Publicly available material on Intel Edison (both from Intel and, among other things, CES videos) would indicate Edison to be one step further towards the direction of embedded computing/automation, that is one step further that direction from Raspberry Pi. CPU horsepower of Edison is clearly lower than that if RPi, and RPi has very lowly CPU even by modern tablet/smartphone standards.
It is also likely system-on-chip implementation on Edison has no built-in graphics in the sense they're commonly understood. In most embedded applications, they're not necessary (and Intel didn't demo them!), and low number of contacts on the reverse side of the board (Secure Digital card pads + roughly dozen I/O pads, likely GPIO, PWM and/or SPI - and with small likelihood, USB?) makes prospect of RPi-like graphics unlikely.
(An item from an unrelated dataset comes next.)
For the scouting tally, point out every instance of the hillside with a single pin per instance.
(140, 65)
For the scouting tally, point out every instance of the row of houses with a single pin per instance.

Exact specifications of Intel Edison and its' SoC, apart from the fact it has Quartz based CPU and publicly announced peripherals, are unknown at this point. My strong personal hunch is that from Mathematica user viewpoint, Edison can be mostly considered a "headless" (that is, displayless, and largely UI-less) Linux platform running network-reachable Mathematica kernel with emphasis on access to whatever is connected to the I/O pins - with great likelihood simple GPIO-based on/off indicators and controls, PWM-based speed controls, and more complicated sensors, controllers and user interfaces on SPI.
Typically at tinkering phase, one would use Wolfram kernel on the board as a remote kernel from PC Mathematica front-end. I/O would be interactively accessible this way. Typical goal would be designing a control system or data logging and postprocessing device based on headless kernel and devices connected through the I/O. Once completed, code would be left to run - and start at boot - on the board, maybe with some level of "cloud" deployment - pushing data to and pulling it from some other network-accessible service. Wolfram Cloud, maybe? Limited UI (think of simplistic Manipulate) deployment through Bluetooth and a phone app would be... interesting, but maybe too much to hope.
If executed well, I can see Mma on Intel Edison (and hardware platforms that with almost certain likelihood will replace it in the future) synergize nicely with WRI cloud and connected devices efforts. There are missing pieces, though. One of the biggest in my opinion is licensing - is all this essentially limited to hobbyist endeavors? At this point, it'd seem so.